4. Der Beschwerdeführer ist vorläufig aufgenommener Flüchtling und hat deshalb
gegenüber allen kantonalen und Bundesbehörden dieselbe Rechtsstellung wie eine
Person mit Schweizer Bürgerrecht (Art. 59 AsylG). Diese Gleichstellung gilt
kraft internationalem Recht ausdrücklich auch für den hier strittigen Bereich
der Familienzulagen (Art. 24 Ziff. 1 lit. a Flüchtlingskonvention; vgl. etwa
zum Bereich der Krankenversicherung RKUV 2005 S. 25, K 22/04 und zum Bereich
der Arbeitslosenversicherung ARV 1981 S. 53, C 162/79). Allerdings gilt sie
nicht rückwirkend auf den Tag der Einreise in die Schweiz oder den Tag der
Erfüllung des Flüchtlingsbegriffs, sondern erst mit der Anerkennung als
Flüchtling durch die Behörden.
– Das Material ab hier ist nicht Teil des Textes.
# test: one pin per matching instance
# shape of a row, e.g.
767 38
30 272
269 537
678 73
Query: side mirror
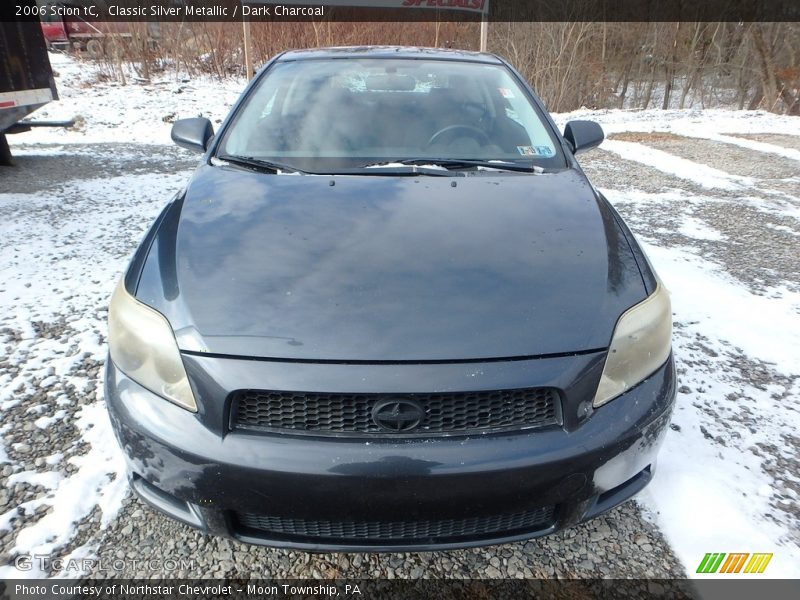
583 135
193 134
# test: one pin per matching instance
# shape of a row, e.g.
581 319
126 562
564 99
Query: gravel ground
624 543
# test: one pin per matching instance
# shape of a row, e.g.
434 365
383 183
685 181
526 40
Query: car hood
390 268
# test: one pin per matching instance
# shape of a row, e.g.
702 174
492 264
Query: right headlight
641 343
143 346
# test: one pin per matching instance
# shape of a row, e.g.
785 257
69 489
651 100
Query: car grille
378 531
444 413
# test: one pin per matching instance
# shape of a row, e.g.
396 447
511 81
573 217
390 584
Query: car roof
407 52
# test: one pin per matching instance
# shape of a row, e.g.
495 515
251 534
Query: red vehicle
67 29
26 81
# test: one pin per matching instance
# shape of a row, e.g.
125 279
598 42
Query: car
388 312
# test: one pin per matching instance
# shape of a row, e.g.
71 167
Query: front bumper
343 494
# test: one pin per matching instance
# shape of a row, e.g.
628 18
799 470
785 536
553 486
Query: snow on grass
713 491
710 496
697 229
703 175
64 274
139 112
692 122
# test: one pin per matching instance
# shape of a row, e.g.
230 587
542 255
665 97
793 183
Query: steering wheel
477 134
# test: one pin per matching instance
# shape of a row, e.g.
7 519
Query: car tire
5 151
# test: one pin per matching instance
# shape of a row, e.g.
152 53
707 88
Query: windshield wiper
259 164
466 163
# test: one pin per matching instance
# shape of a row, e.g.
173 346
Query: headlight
143 346
641 343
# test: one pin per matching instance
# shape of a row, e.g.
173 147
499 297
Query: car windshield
322 114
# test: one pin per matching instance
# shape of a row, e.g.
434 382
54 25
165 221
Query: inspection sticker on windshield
536 151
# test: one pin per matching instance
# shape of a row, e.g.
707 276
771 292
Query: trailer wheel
94 48
5 151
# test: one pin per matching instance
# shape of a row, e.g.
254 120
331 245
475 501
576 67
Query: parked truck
26 80
68 26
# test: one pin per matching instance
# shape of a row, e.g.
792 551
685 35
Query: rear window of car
358 111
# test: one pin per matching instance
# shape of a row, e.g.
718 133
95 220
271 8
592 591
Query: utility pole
248 50
485 27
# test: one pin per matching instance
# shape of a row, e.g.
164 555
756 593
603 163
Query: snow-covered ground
729 473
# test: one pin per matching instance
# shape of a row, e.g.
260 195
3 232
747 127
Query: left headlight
142 345
641 343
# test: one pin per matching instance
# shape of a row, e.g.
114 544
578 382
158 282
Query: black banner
405 10
383 589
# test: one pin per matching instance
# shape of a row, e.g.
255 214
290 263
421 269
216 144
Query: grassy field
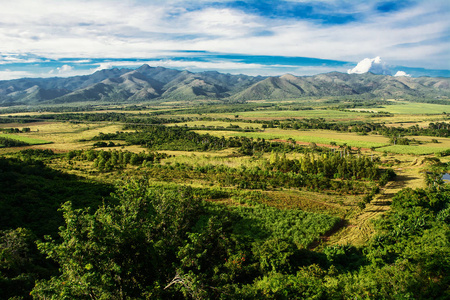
24 138
414 108
313 136
66 136
330 115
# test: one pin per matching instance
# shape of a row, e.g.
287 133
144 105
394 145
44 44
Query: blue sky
44 38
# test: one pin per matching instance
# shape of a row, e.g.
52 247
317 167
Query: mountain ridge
158 83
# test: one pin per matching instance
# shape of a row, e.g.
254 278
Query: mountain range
158 83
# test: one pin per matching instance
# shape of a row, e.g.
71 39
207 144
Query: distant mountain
150 83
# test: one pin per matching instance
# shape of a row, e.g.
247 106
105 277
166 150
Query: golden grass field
407 161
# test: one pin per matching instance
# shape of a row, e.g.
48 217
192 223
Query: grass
31 141
217 123
316 136
414 108
329 115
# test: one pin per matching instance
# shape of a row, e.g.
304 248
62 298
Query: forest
223 202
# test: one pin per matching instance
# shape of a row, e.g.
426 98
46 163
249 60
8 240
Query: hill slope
148 83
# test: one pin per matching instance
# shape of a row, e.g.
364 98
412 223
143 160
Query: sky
47 38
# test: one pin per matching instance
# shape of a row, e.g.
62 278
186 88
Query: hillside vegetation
149 83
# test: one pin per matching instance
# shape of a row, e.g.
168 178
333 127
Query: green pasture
217 124
414 108
316 136
413 149
285 114
326 114
25 139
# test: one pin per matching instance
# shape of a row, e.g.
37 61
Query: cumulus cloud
372 65
136 29
402 74
64 69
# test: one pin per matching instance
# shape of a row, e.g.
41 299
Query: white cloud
8 74
373 65
402 74
64 69
120 29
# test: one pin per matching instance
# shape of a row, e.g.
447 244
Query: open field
414 108
313 136
25 138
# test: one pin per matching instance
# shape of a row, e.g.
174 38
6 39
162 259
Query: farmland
257 194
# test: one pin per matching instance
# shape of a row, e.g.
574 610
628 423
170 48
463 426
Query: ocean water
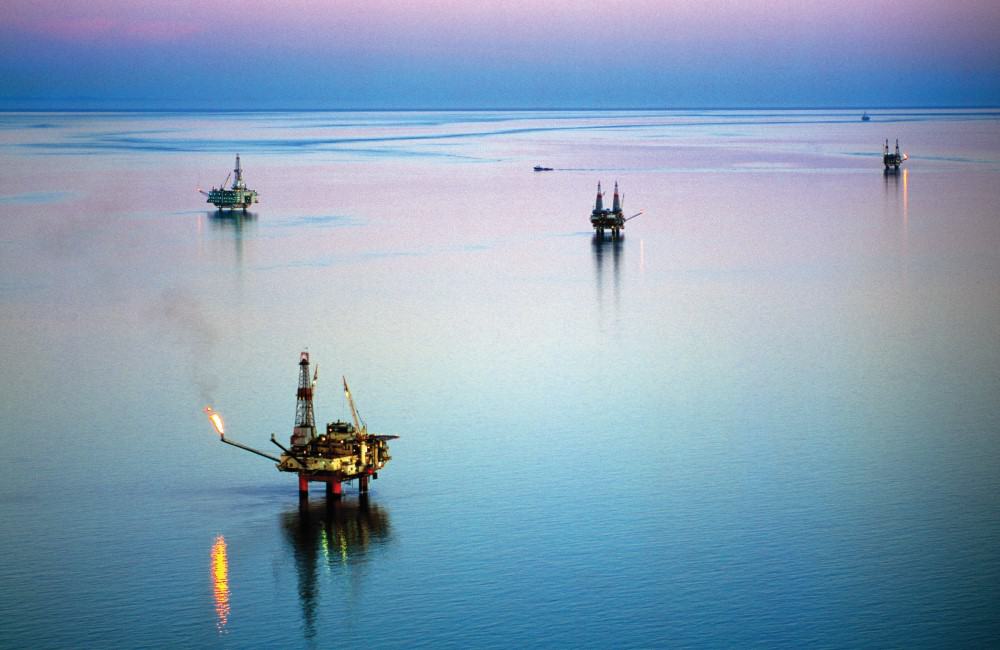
769 416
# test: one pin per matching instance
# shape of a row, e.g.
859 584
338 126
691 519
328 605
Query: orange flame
216 420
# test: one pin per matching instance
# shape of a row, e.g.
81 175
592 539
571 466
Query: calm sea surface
769 416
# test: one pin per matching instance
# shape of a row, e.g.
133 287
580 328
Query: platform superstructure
892 159
344 452
613 218
237 196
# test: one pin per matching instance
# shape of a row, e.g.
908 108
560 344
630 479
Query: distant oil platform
612 219
344 453
892 160
238 196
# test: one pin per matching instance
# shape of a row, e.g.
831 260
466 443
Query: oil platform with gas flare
238 196
892 160
614 219
344 453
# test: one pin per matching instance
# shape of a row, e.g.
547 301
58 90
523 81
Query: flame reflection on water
220 582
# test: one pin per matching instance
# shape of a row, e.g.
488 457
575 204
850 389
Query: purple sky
488 53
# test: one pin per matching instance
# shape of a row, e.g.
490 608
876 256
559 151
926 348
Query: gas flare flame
216 421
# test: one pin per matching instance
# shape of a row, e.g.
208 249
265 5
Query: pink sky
627 36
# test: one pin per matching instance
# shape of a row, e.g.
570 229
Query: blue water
769 416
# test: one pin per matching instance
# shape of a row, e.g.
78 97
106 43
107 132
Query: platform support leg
303 489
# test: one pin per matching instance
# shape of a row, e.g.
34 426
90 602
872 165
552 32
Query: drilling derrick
344 452
305 424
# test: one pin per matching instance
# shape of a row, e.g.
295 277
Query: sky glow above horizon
491 54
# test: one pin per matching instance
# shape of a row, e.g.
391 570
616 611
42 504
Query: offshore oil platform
238 196
344 453
892 160
614 219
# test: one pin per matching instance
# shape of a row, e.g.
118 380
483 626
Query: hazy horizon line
472 109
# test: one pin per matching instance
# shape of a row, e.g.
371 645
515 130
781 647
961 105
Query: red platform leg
303 488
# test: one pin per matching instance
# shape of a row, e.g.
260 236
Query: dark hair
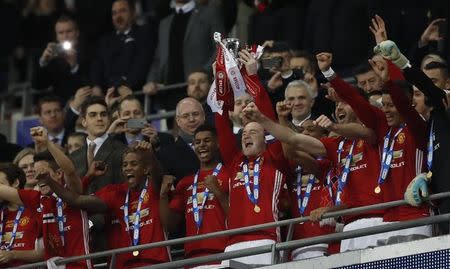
49 99
372 93
77 134
361 69
45 156
437 65
205 128
94 100
130 98
131 4
12 173
404 86
66 18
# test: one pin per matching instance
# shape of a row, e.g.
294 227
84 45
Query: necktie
90 156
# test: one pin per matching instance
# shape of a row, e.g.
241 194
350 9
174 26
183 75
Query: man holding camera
62 65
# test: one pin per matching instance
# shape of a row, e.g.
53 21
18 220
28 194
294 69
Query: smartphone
272 63
136 123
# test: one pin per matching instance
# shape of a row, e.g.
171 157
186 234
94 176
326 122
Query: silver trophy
233 45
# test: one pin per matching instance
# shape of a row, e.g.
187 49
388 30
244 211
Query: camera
291 75
61 48
136 123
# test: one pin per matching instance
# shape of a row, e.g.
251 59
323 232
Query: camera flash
66 45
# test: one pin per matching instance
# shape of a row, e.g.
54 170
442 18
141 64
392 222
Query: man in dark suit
63 65
124 56
98 147
185 44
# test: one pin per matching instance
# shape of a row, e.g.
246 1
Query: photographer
61 65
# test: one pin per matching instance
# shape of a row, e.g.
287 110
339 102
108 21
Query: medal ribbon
388 152
8 246
302 203
255 195
137 216
60 218
197 214
430 147
343 178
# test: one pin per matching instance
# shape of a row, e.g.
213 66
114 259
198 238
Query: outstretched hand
252 113
324 60
249 60
378 29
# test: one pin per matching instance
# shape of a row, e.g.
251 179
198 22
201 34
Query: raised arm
90 203
285 134
227 141
73 182
169 218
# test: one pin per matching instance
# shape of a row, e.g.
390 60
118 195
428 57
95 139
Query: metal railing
269 248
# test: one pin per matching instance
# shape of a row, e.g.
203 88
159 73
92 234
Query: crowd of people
300 141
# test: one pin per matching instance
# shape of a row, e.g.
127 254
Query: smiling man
98 146
209 188
139 193
299 95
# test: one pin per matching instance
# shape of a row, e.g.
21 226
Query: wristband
329 73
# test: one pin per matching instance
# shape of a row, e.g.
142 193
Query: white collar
188 7
299 123
98 142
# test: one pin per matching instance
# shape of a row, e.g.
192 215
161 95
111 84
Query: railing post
112 263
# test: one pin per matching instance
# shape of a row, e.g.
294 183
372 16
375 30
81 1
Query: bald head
189 115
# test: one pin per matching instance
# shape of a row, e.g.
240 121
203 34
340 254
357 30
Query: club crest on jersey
401 138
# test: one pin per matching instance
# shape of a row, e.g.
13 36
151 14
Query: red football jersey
150 231
242 213
28 231
319 197
76 228
214 218
362 180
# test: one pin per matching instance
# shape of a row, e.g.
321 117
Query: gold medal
257 209
377 189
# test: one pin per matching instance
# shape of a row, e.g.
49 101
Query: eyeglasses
27 166
186 116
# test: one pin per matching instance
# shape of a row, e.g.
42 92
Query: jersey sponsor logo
401 138
200 198
360 144
24 221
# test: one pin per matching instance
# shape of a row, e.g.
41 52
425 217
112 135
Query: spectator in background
98 146
75 141
25 161
130 108
438 73
198 88
299 95
51 116
367 79
185 44
124 56
189 115
63 65
8 150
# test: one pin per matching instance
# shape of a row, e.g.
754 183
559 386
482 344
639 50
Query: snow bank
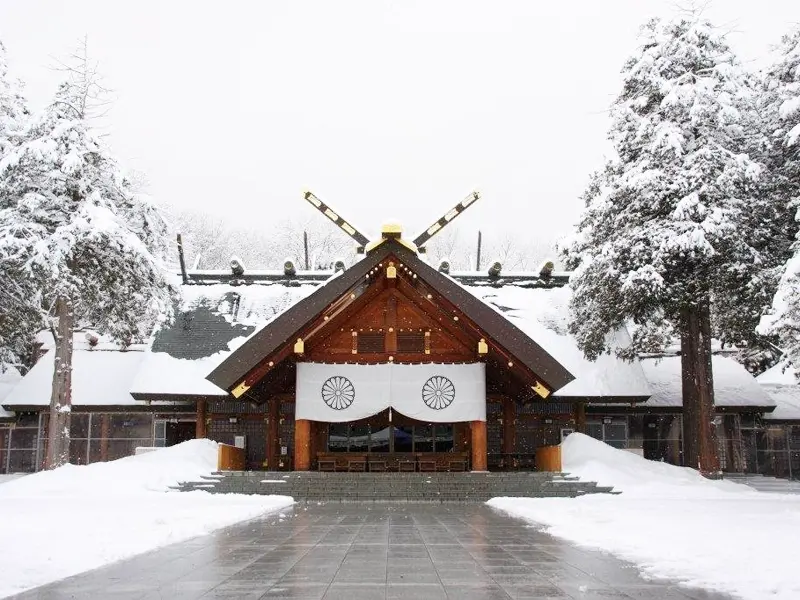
674 524
55 524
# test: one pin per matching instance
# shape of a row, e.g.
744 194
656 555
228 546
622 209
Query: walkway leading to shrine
367 552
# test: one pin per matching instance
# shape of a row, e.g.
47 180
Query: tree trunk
699 437
61 398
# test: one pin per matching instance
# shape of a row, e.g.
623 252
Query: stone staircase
313 486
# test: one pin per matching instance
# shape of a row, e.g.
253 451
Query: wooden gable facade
390 307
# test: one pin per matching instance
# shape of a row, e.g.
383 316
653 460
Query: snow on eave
787 402
99 378
733 385
161 373
542 314
779 374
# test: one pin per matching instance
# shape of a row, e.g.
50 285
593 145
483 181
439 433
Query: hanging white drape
427 392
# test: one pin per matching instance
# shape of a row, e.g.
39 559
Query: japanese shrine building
390 360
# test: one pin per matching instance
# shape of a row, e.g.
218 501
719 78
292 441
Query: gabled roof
286 326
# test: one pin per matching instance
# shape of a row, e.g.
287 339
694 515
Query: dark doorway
179 432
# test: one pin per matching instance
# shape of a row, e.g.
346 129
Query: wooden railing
230 458
395 461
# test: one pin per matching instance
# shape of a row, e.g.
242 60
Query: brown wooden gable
418 294
391 325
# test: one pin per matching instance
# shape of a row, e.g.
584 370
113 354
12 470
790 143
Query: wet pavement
371 551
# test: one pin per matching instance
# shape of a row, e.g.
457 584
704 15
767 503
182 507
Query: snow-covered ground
674 524
58 523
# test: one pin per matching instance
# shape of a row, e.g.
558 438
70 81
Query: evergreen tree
92 248
781 107
17 319
669 234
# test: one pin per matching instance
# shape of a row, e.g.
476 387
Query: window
443 439
411 342
403 439
423 438
343 437
613 432
370 342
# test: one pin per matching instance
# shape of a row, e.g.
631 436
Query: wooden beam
302 445
430 310
509 425
391 325
580 417
104 431
273 421
200 425
479 447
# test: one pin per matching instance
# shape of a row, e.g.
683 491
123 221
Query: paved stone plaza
371 551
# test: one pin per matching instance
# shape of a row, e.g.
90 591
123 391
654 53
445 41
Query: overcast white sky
385 109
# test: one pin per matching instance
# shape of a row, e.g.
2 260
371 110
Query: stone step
397 487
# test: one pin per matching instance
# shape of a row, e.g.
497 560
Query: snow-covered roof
8 380
210 323
161 373
780 374
542 314
733 385
214 320
787 402
99 378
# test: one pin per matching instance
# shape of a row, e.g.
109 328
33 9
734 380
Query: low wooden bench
376 466
359 465
427 466
326 465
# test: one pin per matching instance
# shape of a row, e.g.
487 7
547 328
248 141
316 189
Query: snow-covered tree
781 110
91 248
669 235
17 318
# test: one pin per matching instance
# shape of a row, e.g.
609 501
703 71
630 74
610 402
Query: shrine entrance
391 442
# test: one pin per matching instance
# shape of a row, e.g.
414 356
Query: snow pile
674 524
59 523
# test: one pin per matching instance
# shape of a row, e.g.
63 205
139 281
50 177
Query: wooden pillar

Dies bedeutet, dass der Beschwerdeführer von den
eidgenössischen und kantonalen Behörden seit Erlass der Verfügung vom 11. April
2006 wie eine Person mit Schweizer Bürgerrecht zu behandeln ist und auch
dieselben Ansprüche wie eine Person mit Schweizer Bürgerrecht hat. Abs. 5 von
Art. 1 KZG ist somit auf ihn nicht anwendbar, und es ist unzulässig, wenn
Verwaltung und Vorinstanz ihm für die Zeit vom 11. April 2006 bis 18. Januar
2007 Kinderzulagen absprechen, weil er eine ausländische Staatsbürgerschaft
besitzt. Demnach sind die Verfügung vom 5. November 2007 sowie der kantonale
Entscheid vom 23. April 2008 aufzuheben und die Sache ist an die
Ausgleichskasse zurückzuweisen, damit sie den Anspruch des Beschwerdeführers
auf Kinderzulagen ab 11. April 2006 prüfe, wie wenn dieser das Schweizer
Bürgerrecht besitzen würde.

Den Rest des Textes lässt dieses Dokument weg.